Devo a Rolly oltre a questa nostra ormai decennale collaborazione anche altre mie importanti scelte di vita. Iniziando a lavorare con lui pensavo di trasferirmi a Milano prendendomi un alloggio per essere più comoda e non fare troppi chilometri in auto, inoltre mi ero immaginata una mia nuova vita in città. Sapevo anche che a lui pesava che dovessi fare tanta strada e se ne faceva un cruccio. Invece, per fortuna, per svariati motivi la faccenda dell’alloggio si protrasse più a lungo del previsto e nel frattempo cominciai a prendere familiarità con il percorso che dovevo fare, tanto che alla fine il tragitto mi era diventato gradevole. Un momento della giornata tutto per me, durante il quale programmavo tutte le mie cose. Ho così cominciato ad apprezzare fino in fondo l’opportunità di abitare in un villaggio di montagna molto bello e relativamente vicino alla metropoli, da dove potevo godere dei vantaggi senza doverne subire i disagi. Partire all’alba come la maggior parte delle persone che dalla periferia devono portarsi al loro posto di lavoro è meno pesante se il viaggio lo puoi fare nel confort della tua auto invece che su una metropolitana o un autobus, inoltre, avere come cornice il Monte Rosa colorato dall’alba dal sole con nel cielo blu cobalto le ultime stelle splendenti, oppure poter ammirare la bellezza del Golfo Borromeo e delle sue isole, è tutta un’altra cosa che partire da una qualsiasi periferia o quartiere cittadino. Momenti per pochi fortunati, ed io sono tra loro. Un altro momento sintomatico è l’arrivo in città dove, il contrasto stridente con lo spettacolo bucolico di cui ho goduto fino a qualche ora prima, è apprezzabile. A Milano alle otto di mattina sono già tutti nevrotici, quelli in coda che imprecano contro tutti, i pedoni infreddoliti o accaldati che attendono ai semafori, i motorini che fanno lo slalom tra le code di auto, le mamme con i piccoli per mano o sui seggiolini delle loro biciclette ancora addormentati, le colf con i cani al guinzaglio e il sacchetto per i bisogni in mano che si muovono spazientite tra le aiuole dei giardini e pochi ragazzi per strada, probabilmente sono tutti accompagnati a scuola per paura di quello che potrebbe accadere se ci andassero da soli.

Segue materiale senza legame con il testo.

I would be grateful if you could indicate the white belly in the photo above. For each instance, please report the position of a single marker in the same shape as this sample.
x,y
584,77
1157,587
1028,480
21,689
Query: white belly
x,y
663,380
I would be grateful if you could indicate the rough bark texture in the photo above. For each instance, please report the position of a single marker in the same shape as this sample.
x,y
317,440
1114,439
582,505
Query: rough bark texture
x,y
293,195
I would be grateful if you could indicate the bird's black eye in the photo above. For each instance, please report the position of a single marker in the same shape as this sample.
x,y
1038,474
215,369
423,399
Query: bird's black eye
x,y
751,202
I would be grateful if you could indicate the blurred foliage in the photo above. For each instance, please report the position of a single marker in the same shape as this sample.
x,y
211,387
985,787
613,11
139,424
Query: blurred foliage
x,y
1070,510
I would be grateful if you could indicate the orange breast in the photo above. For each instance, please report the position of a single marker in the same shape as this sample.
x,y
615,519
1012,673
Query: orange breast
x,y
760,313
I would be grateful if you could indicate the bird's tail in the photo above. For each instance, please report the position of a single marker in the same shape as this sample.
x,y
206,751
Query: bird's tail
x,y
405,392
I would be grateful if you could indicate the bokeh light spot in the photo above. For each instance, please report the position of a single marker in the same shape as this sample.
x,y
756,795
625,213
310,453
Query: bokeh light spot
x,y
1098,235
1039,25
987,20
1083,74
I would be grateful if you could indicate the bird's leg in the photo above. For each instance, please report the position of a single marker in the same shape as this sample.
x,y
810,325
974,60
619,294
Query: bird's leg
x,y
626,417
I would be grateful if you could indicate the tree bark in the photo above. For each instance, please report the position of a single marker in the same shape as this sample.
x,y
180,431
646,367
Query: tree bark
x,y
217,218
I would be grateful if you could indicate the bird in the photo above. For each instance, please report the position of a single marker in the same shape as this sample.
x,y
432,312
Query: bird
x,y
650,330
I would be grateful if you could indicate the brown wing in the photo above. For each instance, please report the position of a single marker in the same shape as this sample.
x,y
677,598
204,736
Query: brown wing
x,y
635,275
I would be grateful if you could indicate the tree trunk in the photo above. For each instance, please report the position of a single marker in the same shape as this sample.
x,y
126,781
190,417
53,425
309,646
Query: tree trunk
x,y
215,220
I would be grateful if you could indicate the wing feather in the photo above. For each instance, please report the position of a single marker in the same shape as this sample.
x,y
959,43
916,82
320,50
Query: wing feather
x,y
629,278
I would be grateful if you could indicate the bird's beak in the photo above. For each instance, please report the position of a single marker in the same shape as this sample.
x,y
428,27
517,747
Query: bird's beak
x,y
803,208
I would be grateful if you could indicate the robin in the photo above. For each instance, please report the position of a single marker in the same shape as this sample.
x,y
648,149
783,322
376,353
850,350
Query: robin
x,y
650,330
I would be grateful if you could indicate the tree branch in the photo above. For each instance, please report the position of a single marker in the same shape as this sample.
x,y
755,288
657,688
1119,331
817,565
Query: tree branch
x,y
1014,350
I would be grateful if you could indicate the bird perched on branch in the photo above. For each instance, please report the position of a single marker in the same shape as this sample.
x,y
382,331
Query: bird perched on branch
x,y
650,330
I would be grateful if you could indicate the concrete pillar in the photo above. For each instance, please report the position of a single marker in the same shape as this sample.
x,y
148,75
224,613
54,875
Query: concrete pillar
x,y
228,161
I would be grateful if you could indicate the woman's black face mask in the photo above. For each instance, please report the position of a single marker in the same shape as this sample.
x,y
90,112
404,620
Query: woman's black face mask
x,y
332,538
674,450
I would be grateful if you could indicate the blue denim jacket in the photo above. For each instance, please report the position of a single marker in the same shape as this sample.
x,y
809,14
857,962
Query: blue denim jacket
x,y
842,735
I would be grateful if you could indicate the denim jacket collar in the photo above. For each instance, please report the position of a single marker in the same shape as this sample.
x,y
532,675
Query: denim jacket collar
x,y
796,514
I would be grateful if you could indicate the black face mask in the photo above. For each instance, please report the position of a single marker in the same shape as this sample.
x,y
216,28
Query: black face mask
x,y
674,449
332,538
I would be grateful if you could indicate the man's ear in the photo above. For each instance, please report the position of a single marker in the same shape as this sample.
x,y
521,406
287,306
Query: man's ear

Ecco perché mi considero fortunata. Inoltre la mia giornata lavorativa la passo in compagnia di Rolly tra testi, computer e le foto da inserire nel numero in preparazione de «La Buona Neve», fra una telefonata e l’altra o alla ricerca di vecchie testimonianze nel suo affascinante archivio. Ogni tanto si scende a bere un caffè dall’amico Pasquale, il barista di Corso Garibaldi, ma capita anche di andare a trovare il farmacista che gli dà qualche consiglio per la pressione, o il fotografo che gli stampa le foto per la rivista e per il quale è davvero un buon cliente! O di fare una capatina nella pasticceria dei signori Ranieri che ci coccolano con qualche dolcetto. Insomma, con Rolly vivere la città è tutta un’altra cosa, lui è riuscito a fare di Corso Garibaldi, via Palermo, via Statuto, Largo Treves, Piazza San Marco, Largo La Foppa un piccolo villaggio dove conosce tutti e con tutti ha un rapporto di simpatia e amicizia come soltanto lui sa avere. Anche all’ufficio postale riesce a scambiare battute e sorrisi. Grazie a lui ho potuto godere della “sua” città e della “mia” montagna contemporaneamente. Concludendo mi pare che Rolly Marchi sia uno degli esperimenti più riusciti di Aubrey de Grey, gerontologo di Cambridge e capofila di un gruppo di studiosi che sostengono la possibilità di curare l’invecchiamento, che ha dichiarato: “Quando si comprenderà, dagli esperimenti sul topo, che l’immortalità sarà presto raggiungibile ci sarà una confusione totale. Smetterò di essere solo io a dire queste cose: tutti converranno che una seria estensione della vita in salute è imminente. Sarà un’autentica guerra all’invecchiamento”.